Pellet printing brings the expertise of the injection molding industry to additive manufacturing. Image used courtesy of Pollen AM.

One negative consequence of this extra step is that it significantly drives up the cost of materials. Additionally, the filament fabrication process can degrade the material’s properties to the point that some materials cannot become usable filament at all. All things considered, turning pellets into filament limits the quality, variety, and affordability of materials for 3D printing.

PAM solves these problems by going straight to the source and printing directly from the pellets. By doing this, printers are able to use the exact same materials that are used in injection molding—no modifications needed. In this way, PAM harnesses the long history, extensive R&D, and economies of scale that exist in the world of injection molding.

Pollen’s printers can print high-concentration metal composites.

The result? Materials for pellet printers are significantly more affordable and diverse than traditional FDM materials. As Fonta says, “10 years ago, many industrial-level filaments could cost up to 300 Euros/kg. With pellets, the same material was between 1 and 5 Euros/kg.”

PAM also shines with respect to the material quality it enables. In applications like aerospace, high-quality certified engineering-grade materials are a necessity. While these materials exist abundantly for conventional manufacturing methods like injection molding, they are less available in the form of filament spools. By directly using pellets, PAM machines can print from these top-grade materials with no extra steps required. This ultimately opens up new possibilities for the types of end-use parts that are attainable through 3D printing.

Pollen’s name is directly inspired by these advantages. As Fonta explains “Pollen is the smallest constituent from which nature exists. You start with pollen, you end up with a tree. That’s how we see PAM.”

Pollen’s Unique Offerings

Pollen AM itself offers a number of different printer options to its customers, each of which can be ordered in a variety of configurations based on their needs.

The anatomy of a Pollen AM printer. Image used courtesy of Pollen AM.

Each printer shares a number of common features, including:

  • Up to four extruders that can print simultaneously (maximum 450C)
  • A heated build plate (maximum 250C)
  • A heated and enclosed printing chamber (maximum 80C)

While the heated chamber can reach a maximum of 80C, the printers also come equipped with a heated disc that lives right by the extruder nozzles which can uniformly heat the top layer up to 350C.

Pollen AM printers in the assembly phase.

With maximum print volumes of Ø 300 x H 300 mm and nozzle sizes ranging from 0.25 mm to 1.20 mm, Pollen’s printers can handle any range of materials from standard thermoplastics to metals, ceramics, and everything in between.

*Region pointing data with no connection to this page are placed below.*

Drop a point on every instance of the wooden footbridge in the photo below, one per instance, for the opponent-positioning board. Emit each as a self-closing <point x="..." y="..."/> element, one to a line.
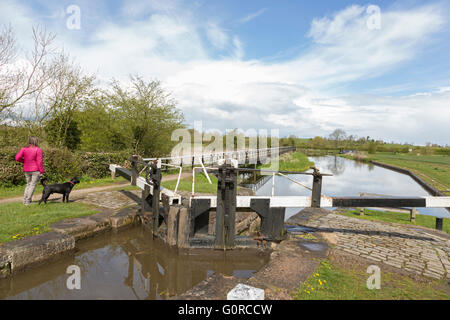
<point x="184" y="222"/>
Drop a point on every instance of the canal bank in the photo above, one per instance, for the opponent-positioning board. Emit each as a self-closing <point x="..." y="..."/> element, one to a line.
<point x="413" y="261"/>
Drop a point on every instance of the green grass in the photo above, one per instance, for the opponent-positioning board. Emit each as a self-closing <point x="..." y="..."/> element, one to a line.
<point x="331" y="281"/>
<point x="85" y="182"/>
<point x="433" y="169"/>
<point x="397" y="217"/>
<point x="296" y="161"/>
<point x="18" y="221"/>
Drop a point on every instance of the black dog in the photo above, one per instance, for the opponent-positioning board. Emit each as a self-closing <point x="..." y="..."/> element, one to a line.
<point x="64" y="188"/>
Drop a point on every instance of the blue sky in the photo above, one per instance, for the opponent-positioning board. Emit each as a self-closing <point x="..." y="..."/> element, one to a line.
<point x="303" y="67"/>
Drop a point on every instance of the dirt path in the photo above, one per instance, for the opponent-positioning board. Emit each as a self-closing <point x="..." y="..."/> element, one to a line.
<point x="84" y="191"/>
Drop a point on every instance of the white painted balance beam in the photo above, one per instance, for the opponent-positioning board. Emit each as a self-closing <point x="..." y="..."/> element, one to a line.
<point x="141" y="183"/>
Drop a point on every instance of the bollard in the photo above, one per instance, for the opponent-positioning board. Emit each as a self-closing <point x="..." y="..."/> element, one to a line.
<point x="155" y="177"/>
<point x="226" y="207"/>
<point x="134" y="170"/>
<point x="413" y="215"/>
<point x="183" y="227"/>
<point x="317" y="188"/>
<point x="439" y="224"/>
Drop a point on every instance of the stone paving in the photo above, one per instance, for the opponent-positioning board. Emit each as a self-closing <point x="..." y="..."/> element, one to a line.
<point x="112" y="199"/>
<point x="413" y="249"/>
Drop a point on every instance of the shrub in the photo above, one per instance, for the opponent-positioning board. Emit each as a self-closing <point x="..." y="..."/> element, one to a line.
<point x="60" y="164"/>
<point x="96" y="164"/>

While Pollen advertises itself as “open to any material”, the company actively validates and adds more materials to its “approved” list every day.

While other pellet printers exist on the market, Fonta tells us that what makes Pollen stand out from the competition is the resolution. He states, “We are unique because we are capable of printing at really fine resolutions. We are maybe one of the most advanced of the printing solutions in the space, largely because we are also one of the oldest.”

To Fonta’s point, their printers are capable of resolutions of 40µm in the Z axis, 5µm in the X and Y, and dimensional accuracies of ± 0.2 mm. This compares to the resolution for an Ender 3, which is around 100um in the Z.

Pollen AM’s Future

As a testament to the technology, the market is finally seeing the emergence of other PAM players. Fonta notes “More players are reaching the market and this is good because it’s proof for us that we were not too wrong to bet on PAM.”

Meanwhile, Pollen has their eyes set firmly on the future. Their near-term goals are in material development, including plans to open a subsidiary in Belgium dedicated to materials research in ceramics.

Finally, remarking on their longevity and technology, Fonta proclaims, “We’ve been in the market for over a decade. We’ve proven our technology works, and it works well. It’s time more people knew about Pollen.”